Pub theatre in Lewisham, London, England

The Brockley Jack Theatre (also known as the Jack Studio Theatre) is an Off-West End theatre in the Crofton Park area of Lewisham, south London. It shares a building with the Brockley Jack pub.

The theatre was founded by David Kincaid, Michael Bottle and Peter Rocca; Kincaid and Bottle took the leads roles in its first production, of the Chekhov pieces On the Harmful Effects of Tobacco and Swansong. It opened in 1992 and is a registered charity.

The Brockley Jack Theatre's programming is a mix of established works and new writing, produced by in-house company Southside Arts and by visiting theatre companies, plus comedy and music nights and regular work-in-progress "scratch" shows. It runs workshops to support new playwrights, hosts the Brockley Jack Film Club and produces an annual festival of new plays, Write Now, supported by Lewisham Council.

The theatre's artistic director is Kate Bannister.

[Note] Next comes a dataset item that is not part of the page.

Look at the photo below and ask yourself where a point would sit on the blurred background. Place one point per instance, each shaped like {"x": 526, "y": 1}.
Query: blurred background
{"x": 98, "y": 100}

Mike Burnside was the initial artistic director and Rhys Thomas held the post from 1996 to 1999. The Brockley Jack Theatre's associate companies are OutFox and Bruce Farce; previous associate companies include The Faction Theatre Company.

==Awards==
- Mick Martin's play The Life and Times of Young Bob Scallion, which premiered at the Brockley Jack Theatre, won the TAPS/BAFTA Best New Play Award 1998.
- Kate Bannister and theatre manager Karl Swinyard won the Best Venue Directors category at the Fringe Report Awards 2011.
- 2011 Offie for 'Best Foodie Experience' (South East London).
- 2013 Offie for 'Most Welcoming Theatre' (South East London).
- 2014 Offie for 'Most Welcoming Theatre' (South East London).